O projeto de resolução que estabelece um teto de 12 por cento para o Imposto sobre Circulação de Mercadorias e Serviços (ICMS) cobrado sobre o combustível de aviação está pautado para votação no Senado daqui três semanas, afirmou o presidente da Casa, Eunício Oliveira (PMDB-CE).

“É um projeto que está pautado para o dia 20, se não me falha a memória, porque ele precisa de 54 votos (para ser aprovado), então eu tenho que fazer em uma quarta-feira, de Casa cheia para que a gente possa deliberar”, disse o presidente.

Como Eunício ressaltou a necessidade de quórum alto para a votação, o que ocorre normalmente às quarta-feiras, e como a data mencionada por ele é uma segunda-feira, o mais provável é que o projeto seja votado no dia 22.

A proposta fixa limite de 12 por cento para a alíquota de ICMS sobre o combustível de aviação utilizado em operações dentro do país para transporte aéreo regular, não regular e de serviços aéreos especializados. O projeto já foi aprovado pela Comissão de Serviços de Infraestrutura (CI) do Senado.

Eunício comentou ainda a aprovação do projeto que regulamenta a prestação de serviço de transporte particular por meio de aplicativos aprovada na véspera pela Casa, defendendo que o Senado possa analisar matérias e modificá-las, se considerar necessário, em vez de apenas chancelar os textos enviados pela Câmara.

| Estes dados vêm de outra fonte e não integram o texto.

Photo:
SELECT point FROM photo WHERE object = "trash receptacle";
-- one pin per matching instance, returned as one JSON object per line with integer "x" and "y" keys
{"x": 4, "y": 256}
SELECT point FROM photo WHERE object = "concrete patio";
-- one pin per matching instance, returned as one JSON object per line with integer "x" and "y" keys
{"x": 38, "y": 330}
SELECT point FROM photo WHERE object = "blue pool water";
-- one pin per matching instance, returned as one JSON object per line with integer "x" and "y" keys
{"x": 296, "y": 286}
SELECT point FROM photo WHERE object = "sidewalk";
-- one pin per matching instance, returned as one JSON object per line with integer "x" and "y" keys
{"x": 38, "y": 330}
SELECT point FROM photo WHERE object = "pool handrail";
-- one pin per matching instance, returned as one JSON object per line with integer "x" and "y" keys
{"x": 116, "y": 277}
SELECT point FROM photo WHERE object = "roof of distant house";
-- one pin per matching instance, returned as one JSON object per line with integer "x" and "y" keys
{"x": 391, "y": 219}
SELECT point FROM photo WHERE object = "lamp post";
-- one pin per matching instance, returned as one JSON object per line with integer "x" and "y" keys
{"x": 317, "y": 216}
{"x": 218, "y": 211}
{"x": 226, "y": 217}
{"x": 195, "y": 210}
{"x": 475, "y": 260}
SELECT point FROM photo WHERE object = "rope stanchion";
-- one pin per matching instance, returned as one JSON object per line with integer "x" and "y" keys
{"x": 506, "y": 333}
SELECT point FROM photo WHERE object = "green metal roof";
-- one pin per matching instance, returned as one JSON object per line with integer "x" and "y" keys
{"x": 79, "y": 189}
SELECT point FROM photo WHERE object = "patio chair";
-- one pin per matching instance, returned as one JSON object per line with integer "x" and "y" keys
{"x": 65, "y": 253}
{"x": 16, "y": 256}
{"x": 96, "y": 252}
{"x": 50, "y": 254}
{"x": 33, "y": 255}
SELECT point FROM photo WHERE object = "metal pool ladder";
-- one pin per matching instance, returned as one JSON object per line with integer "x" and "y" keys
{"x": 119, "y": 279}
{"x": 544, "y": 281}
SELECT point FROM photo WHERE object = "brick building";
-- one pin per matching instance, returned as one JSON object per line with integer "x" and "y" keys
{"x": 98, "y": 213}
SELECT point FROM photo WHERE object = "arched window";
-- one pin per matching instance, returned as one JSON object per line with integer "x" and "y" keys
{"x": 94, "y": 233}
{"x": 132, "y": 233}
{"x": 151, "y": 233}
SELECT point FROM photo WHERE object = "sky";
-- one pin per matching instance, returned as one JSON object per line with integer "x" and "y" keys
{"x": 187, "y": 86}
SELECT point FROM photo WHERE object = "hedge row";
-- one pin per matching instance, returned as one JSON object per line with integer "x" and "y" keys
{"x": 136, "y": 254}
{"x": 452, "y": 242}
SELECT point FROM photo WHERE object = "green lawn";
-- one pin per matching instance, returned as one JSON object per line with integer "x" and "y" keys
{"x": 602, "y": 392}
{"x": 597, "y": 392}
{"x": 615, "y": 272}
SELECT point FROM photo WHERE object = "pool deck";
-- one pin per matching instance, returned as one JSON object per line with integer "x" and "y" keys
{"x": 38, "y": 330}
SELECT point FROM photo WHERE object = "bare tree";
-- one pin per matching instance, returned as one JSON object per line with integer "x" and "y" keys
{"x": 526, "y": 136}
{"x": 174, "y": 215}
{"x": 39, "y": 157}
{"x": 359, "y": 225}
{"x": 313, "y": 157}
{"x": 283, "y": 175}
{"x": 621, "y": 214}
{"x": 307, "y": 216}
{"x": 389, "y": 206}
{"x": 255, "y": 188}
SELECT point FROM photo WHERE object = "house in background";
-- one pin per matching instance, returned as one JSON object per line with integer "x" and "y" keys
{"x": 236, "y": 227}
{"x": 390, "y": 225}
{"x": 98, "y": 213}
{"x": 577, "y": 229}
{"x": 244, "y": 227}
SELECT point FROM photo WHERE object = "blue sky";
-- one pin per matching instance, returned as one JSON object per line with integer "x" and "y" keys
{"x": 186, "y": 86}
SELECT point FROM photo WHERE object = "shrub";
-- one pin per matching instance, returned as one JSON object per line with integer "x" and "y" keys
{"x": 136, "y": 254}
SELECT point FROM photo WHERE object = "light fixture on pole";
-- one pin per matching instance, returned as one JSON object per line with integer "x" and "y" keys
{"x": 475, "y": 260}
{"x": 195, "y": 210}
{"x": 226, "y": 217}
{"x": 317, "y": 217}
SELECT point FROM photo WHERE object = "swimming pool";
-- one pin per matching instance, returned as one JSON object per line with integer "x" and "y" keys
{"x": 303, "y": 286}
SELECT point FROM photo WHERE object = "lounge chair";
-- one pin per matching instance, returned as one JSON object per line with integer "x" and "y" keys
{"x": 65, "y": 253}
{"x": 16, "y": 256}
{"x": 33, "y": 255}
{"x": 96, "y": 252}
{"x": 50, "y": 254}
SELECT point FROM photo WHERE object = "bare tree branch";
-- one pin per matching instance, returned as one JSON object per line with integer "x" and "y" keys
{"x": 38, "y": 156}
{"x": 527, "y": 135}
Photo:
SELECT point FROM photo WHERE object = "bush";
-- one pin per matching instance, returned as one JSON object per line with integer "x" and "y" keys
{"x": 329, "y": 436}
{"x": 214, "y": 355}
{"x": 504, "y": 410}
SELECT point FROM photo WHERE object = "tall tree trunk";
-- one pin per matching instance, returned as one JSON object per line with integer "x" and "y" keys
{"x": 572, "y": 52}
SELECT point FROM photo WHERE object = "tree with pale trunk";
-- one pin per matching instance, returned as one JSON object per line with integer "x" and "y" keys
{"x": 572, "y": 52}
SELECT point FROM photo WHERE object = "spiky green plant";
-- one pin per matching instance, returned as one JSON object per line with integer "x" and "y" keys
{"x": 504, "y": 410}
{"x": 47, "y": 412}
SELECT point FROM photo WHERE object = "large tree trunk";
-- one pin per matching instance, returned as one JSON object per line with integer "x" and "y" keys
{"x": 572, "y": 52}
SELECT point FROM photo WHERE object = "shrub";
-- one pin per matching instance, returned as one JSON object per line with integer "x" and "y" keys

“O projeto deu uma equilibrada. Nem ficou tanto ao céu nem tanto ao mar….voltou para a Câmara, o sistema bicameral é assim mesmo”, argumentou.

O texto foi aprovado pelos senadores com algumas alterações e precisa ser reavaliado pela Câmara antes de seguir à sanção presidencial. Dentre as mudanças, está a retirada da obrigatoriedade da placa vermelha e de o condutor ser o dono do veículo, atendendo a algumas das demandas dos representantes de aplicativos.

“Não podemos ficar aqui carimbando matérias sempre com perspectiva de negociação para que haja uma decisão da Presidência da República de vetar ou não. Nosso papel não é negociar veto, nosso papel é discutir matéria, votar matéria ou rejeitar matéria, emendar matéria, esse é o papel do Congresso Nacional”, defendeu o senador.

Fonte: Reuters

One comment

  1. Quanto á questão do ICMS na aviação , já vai mais de vinte anos , que foi decidida a questão da cobrança deste imposto sobre um segmento que até então não estava na área de cobrança de impostos, pois até então que lembre estava na área de segurança nacional ( regime militar) e não qual não se gravava impostos.
    Quando inicio este processo de cobrança de ICMS, o Senado Federal, dentro das suas atribuições, decidiu gravar a alíquota do ICMS em 4%.

    Ora por ser o ICMS um imposto não cumulativo. As empresas aéreas tiverem o direito de todos os demais contribuintes de compensar este imposto. No entanto segundo me lembro em média o custo da empresas aéreas com qualquer voo dentro do Território nacional, tinha o direito da compensação.

    No final do primeiro mês de vigência deste imposto, as empresas aéreas regulares, que tinham uma contabilidade atualizada constataram que ao inves de pagar um novo imposto, tiveram a oportunidade de se creditar deste imposto logo no primeiro mês. Ou seja , quando verificamos que o combustível de aviação estava grafado com 25% de ICMS e para cada voo , pela nova legislação a empresa aérea regular devia recolher 4%.

    O resultado final foi que para cada R$ 1,00 de ICMS devido , a empresa tinha o direito de se creditar em R$ 3,00.

    Pergunto, está situação irá mudar com esta revisão do ICMS para as empresas Aéreas regulares ???